AI とその機能について説明するならば、AI ガバナンスについても触れる必要があるでしょう。このテクノロジーの真の影響が理解されるまで、開発は一時停止すべきだという声も聞かれますが、シュレーディンガーの猫はすでに箱から出て、ぴんぴんしています。それどころか、オープン ソースによる無料の代替手段までもが、Google や OpenAI の足元をじわじわと脅かしているところなのです。このことは、課題と機会の両方をもたらします。課題というのは、不正行為や社内で実行されるプライベート モデルの規制に関するものです。一方、機会というのは、イノベーションの加速と、大規模な組織では不採算と見なされるニッチなユース ケースを解決する機会を指します。
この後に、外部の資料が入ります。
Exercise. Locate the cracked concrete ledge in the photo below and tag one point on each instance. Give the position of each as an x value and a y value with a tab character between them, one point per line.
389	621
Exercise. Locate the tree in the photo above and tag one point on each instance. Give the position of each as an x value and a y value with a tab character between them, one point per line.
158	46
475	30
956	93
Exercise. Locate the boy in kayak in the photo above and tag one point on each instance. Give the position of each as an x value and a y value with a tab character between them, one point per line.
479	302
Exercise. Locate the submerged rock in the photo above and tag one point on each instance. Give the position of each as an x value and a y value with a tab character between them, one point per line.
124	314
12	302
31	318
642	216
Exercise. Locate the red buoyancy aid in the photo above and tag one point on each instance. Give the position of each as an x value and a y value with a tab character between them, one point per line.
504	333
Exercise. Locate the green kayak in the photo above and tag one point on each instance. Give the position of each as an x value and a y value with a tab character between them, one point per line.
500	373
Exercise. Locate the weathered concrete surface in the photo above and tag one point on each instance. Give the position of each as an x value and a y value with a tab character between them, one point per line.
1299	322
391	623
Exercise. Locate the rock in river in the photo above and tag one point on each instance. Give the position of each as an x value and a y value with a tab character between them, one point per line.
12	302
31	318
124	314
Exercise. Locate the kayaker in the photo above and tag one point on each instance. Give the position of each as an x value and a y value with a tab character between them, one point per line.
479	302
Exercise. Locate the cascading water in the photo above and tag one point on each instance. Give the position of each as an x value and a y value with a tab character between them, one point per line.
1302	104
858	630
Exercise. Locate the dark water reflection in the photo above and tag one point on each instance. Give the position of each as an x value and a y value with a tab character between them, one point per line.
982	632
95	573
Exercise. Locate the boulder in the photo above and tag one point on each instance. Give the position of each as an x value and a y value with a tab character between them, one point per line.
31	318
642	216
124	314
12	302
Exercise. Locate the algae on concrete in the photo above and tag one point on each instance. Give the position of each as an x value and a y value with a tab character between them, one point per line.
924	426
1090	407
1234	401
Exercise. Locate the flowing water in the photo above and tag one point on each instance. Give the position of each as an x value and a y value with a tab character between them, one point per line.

価値創造のほとんどは、モデル自体から、または Bard や ChatGPT などのチャットボット アシスタントを介して直接モデルを使用することで得られるのではなく、これらのモデルをどのように使用して、既存または新しい製品に統合するかという部分から得られます。私には、AI を活用したツールが製品主導のセールスの主要な推進力となり、製品のマーケティングとセールスの方法を変革する世界をはっきりと想像することができます。また、AI の一般化とともに、AI の使用方法と社会への影響についての透明性とアカウンタビリティが高まることも期待しています。

PLS への AI の導入

今日の AI の世界では、将来の伝説となるような歴史的なことが起きています。しかし、それがどれほど大きな出来事なのかを理解している人は多くありません。AI はほぼすべての業界とセクターに革命をもたらしており、B2B セールスのプロセスを強化する AI の能力は、真の変革をもたらす可能性があります。PLG(製品主導の成長)を取り入れている企業は、製品の使用状況データという宝の山を持っていますが、そのほとんどは不完全であるか、サイロ化されているか、まったく使用されていません。AI コパイロットは面倒な作業を自動化し、膨大なデータセット同士を結び付けます。これをセールス担当者が手動で実行することは不可能です。セールス方法論は、セールス プロセス全体に運用上の厳密さをもたらします。この両方を体系的に組み合わせることで、製品主導のセールスで AQL を大規模に検出、育成し、コンバージョンに導く可能性を最大化できます。

機械は人間に置き換わるのではなく、人間の能力を増強してくれます。機械は、機械ならではの処理能力のすべてを使って、私たちが、人間ならではの処理能力と個人的能力を最大限に発揮する手助けをしてくれるのです。一言で言えば、セールス プロセスに AI を取り入れない組織は時代に取り残されてしまうでしょう。